È stato l’evento più sorprendente della fine del XX secolo. Il 9 novembre 1989 la caduta del Muro di Berlino, quel “muro della vergogna” triste simbolo del comunismo moderno, ha sconvolto i grandi equilibri del mondo, ridisegnato la cartina dell’Europa, liberato nazioni da lungo tempo oppresse e cambiato la vita quotidiana di centinaia di milioni di persone, in meglio o, talvolta, in peggio.

Nato nell’ottobre del 1917 con la rivoluzione russa, il sistema comunista sovietico si era brutalmente diffuso nel 1945 in nome della “vittoria sul nazismo”. Lungi dal crollare alla morte di Stalin nel 1953, aveva tramutato in “guerra fredda” lo scontro tra Est e Ovest, divenuti due blocchi irriconciliabili. La costruzione del Muro di Berlino, il 13 agosto 1961, ne è stata la tragica dimostrazione. Fino a meta degli anni Settanta, l’Unione Sovietica (Urss) beneficiava di un’immagine positiva nel mondo e la sua influenza non aveva smesso di estendersi ai quattro angoli del pianeta. È stato proprio a quell’epoca che sono apparse le prime crepe in quel formidabile bunker che era diventato l’impero comunista.

Il 1oᵒ agosto 1975 il mondo intero ha gli occhi puntati sulla Finlandia: a Helsinki i delegati di trentacinque Paesi dell’Est e dell’Ovest, sotto la duplice tutela degli Stati Uniti e dell’Urss, firmano accordi «sulla sicurezza e la cooperazione in Europa». Quei testi sono oggetto di aspre negoziazioni.

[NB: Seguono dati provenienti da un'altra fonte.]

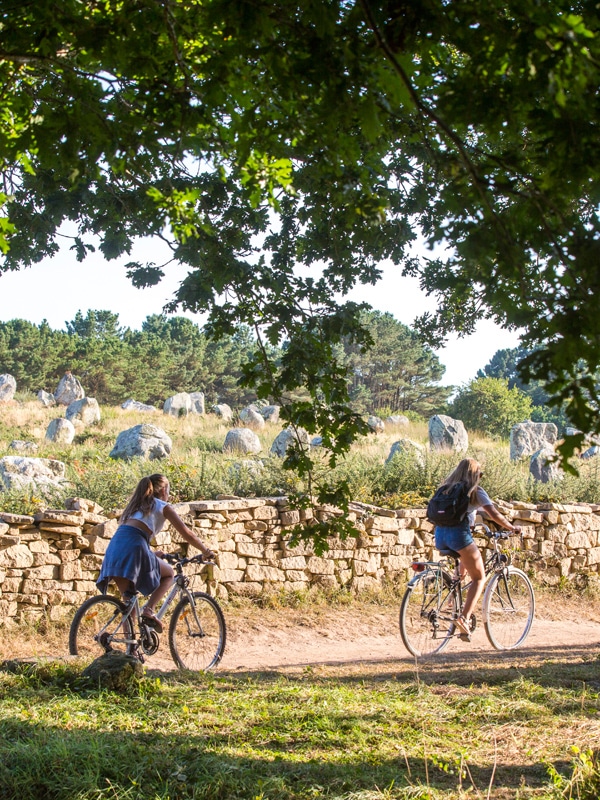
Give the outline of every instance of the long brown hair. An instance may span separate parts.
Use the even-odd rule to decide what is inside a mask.
[[[452,472],[440,483],[440,488],[446,486],[448,489],[455,483],[466,483],[469,490],[469,497],[479,486],[481,478],[481,465],[475,458],[463,458]]]
[[[144,514],[151,511],[154,505],[154,498],[167,483],[167,480],[168,478],[165,475],[159,475],[158,473],[142,478],[129,498],[119,522],[126,522],[136,511],[141,511]]]

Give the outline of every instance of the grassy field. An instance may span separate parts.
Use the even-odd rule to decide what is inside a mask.
[[[540,599],[556,613],[557,598]],[[381,611],[354,603],[357,621]],[[256,622],[261,611],[226,615]],[[47,632],[46,646],[64,635]],[[1,652],[11,637],[24,652],[23,631],[5,632]],[[599,746],[598,643],[148,672],[126,695],[84,687],[73,663],[0,671],[3,800],[596,800]]]

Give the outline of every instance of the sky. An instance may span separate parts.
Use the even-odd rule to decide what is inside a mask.
[[[94,253],[79,263],[65,246],[51,259],[18,272],[0,274],[0,321],[26,319],[39,324],[46,319],[51,328],[62,330],[78,311],[85,316],[92,309],[112,311],[119,315],[121,325],[139,329],[147,316],[162,312],[185,277],[187,267],[169,265],[160,284],[135,289],[126,277],[124,265],[136,259],[160,264],[168,257],[162,258],[162,247],[160,241],[158,245],[146,241],[122,259],[106,261],[100,253]],[[360,286],[349,299],[387,311],[405,325],[434,309],[434,300],[425,296],[416,279],[401,277],[392,265],[382,265],[382,269],[382,279],[376,286]],[[198,324],[203,322],[198,315],[185,316]],[[453,386],[467,383],[497,350],[517,344],[515,332],[505,331],[489,320],[481,321],[473,335],[452,337],[443,349],[435,351],[446,367],[442,383]]]

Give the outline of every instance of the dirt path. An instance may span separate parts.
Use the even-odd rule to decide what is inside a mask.
[[[518,651],[498,653],[490,645],[483,625],[471,642],[458,638],[442,656],[446,662],[473,660],[534,660],[566,654],[567,657],[594,657],[600,653],[600,607],[580,603],[557,609],[541,608],[531,633]],[[404,647],[398,629],[398,609],[378,606],[360,608],[225,609],[227,647],[218,672],[284,671],[328,667],[367,668],[376,665],[406,669],[414,659]],[[166,644],[166,643],[165,643]],[[148,667],[172,670],[164,646]]]

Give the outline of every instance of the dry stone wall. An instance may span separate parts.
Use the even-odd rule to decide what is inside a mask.
[[[0,623],[47,617],[58,620],[96,593],[96,578],[117,512],[91,501],[69,501],[64,510],[35,516],[0,511]],[[523,528],[519,562],[551,584],[600,570],[600,505],[499,502]],[[330,539],[317,556],[310,544],[290,545],[290,531],[307,524],[311,511],[290,510],[285,498],[197,501],[175,506],[186,523],[217,553],[217,566],[192,577],[195,589],[219,598],[257,596],[284,588],[348,587],[361,592],[386,580],[404,581],[413,560],[436,556],[424,509],[391,511],[354,503],[357,537]],[[319,518],[339,513],[316,511]],[[485,541],[479,541],[481,547]],[[167,526],[157,538],[165,551],[194,555],[194,548]]]

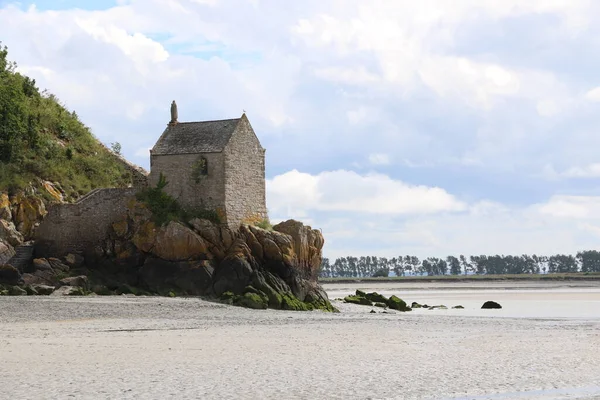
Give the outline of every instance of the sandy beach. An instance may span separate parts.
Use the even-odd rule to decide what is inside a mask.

Trent’anni dopo la spartizione del mondo compiuta nel febbraio 1945 a Yalta, mirano a “legalizzare” lo status quo politico e militare nel Vecchio continente dopo tre movimentati decenni: il blocco di Berlino (1948), l’insurrezione di Budapest (1956), la costruzione del Muro di Berlino (1961) e la repressione della Primavera di Praga (1968) hanno cementato e rafforzato con filo spinato questa incredibile divisione dell’Europa.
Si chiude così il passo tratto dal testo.